The editing from Alexander Berner should be commended for presenting these multiple stories in one structure. Many scenes are cut back and forth to present situations the characters would face later showing how one thread would affect and become parallel with the other. It's like the structure in Inception but instead it's with different time periods. The production design and the special effects is breathtaking equal to its masterful score from Reinold Heil, Johnny Klimek and Tykwer himself.

There's a sense of profundity in the film's structure that is actually simple, but wide in its quest for freedom, acceptance and truth that you might call this a film that Amnesty International would certainly want to endorse, but it isn't glorified nor is it in-your-face. I assume that you wouldn't enjoy the film as a whole if you actually preferred which timeline you like best because each thread told has the same level of significance of each character and scenario who play out those themes.
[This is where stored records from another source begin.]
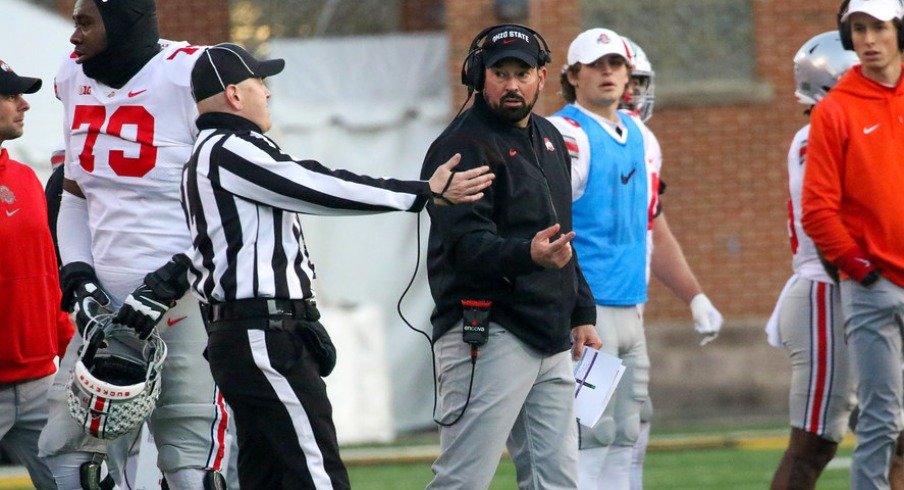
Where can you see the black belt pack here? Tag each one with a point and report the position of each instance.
(246, 309)
(297, 316)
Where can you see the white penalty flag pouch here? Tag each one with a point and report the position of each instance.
(596, 375)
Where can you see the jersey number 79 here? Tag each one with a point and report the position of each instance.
(94, 116)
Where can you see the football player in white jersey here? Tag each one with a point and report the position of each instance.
(606, 450)
(129, 128)
(807, 319)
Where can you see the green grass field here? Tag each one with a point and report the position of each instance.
(732, 468)
(711, 456)
(707, 458)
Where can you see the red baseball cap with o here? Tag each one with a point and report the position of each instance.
(12, 84)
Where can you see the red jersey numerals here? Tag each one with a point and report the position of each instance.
(124, 117)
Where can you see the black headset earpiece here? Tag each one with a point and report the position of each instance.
(844, 29)
(472, 70)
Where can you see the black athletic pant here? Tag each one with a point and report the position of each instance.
(283, 418)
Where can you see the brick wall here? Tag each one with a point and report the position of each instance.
(724, 164)
(197, 21)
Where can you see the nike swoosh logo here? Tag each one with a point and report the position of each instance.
(626, 178)
(172, 321)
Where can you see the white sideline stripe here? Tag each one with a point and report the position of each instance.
(258, 343)
(839, 464)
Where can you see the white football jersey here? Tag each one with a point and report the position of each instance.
(126, 148)
(806, 261)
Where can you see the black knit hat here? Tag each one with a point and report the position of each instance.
(227, 64)
(12, 84)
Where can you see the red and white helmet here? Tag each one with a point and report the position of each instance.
(818, 65)
(642, 96)
(116, 381)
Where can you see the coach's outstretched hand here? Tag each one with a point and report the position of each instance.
(584, 335)
(707, 319)
(451, 187)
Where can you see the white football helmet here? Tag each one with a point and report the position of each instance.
(818, 65)
(642, 96)
(116, 381)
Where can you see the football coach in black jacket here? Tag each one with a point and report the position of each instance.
(510, 298)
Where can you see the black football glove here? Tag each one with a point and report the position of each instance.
(82, 294)
(146, 305)
(142, 310)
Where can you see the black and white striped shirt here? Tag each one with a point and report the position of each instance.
(241, 195)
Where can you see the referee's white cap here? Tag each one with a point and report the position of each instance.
(593, 44)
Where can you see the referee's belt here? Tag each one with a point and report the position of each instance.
(247, 309)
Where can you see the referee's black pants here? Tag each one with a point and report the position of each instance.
(283, 417)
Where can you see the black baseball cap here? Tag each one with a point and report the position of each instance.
(226, 64)
(12, 84)
(510, 41)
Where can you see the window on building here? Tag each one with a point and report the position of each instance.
(702, 50)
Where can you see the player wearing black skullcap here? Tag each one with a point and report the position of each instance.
(129, 118)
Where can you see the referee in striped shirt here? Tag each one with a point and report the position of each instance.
(249, 267)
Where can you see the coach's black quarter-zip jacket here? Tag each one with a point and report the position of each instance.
(482, 250)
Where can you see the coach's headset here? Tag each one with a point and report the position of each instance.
(844, 28)
(473, 69)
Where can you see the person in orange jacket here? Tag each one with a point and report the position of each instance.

Let us note that Cloud Atlas, whether you love it or hate it, is a movie filled with such an incredible level of ambition and narrative structure equal with 2001: A Space Odyssey and The Tree of Life as well as sharing the deepest insight of the human condition with films like Kryzstof Kieslowski's Three Colors trilogy and Charlie Kaufman's Synecdoche New York while giving us the chance to go with it as an adventure (a la Children of Men). As I mentioned, I have not read the book, but this film stands on its own. Cloud Atlas is in every respect a cinematic equivalent of a symphony, with the Wachowskis and Twyker the conductors of the orchestra and the effort brought together help the plots compliment and support each other. It may be this generation's Brazil or Blade Runner, with the concepts, humor and story wrapped together as an entertaining monolith.

A second viewing or more might make me grasp what I didn't get in the film, but upon that, it remains as emotionally gripping, strong, feminist and funny as it will ever be.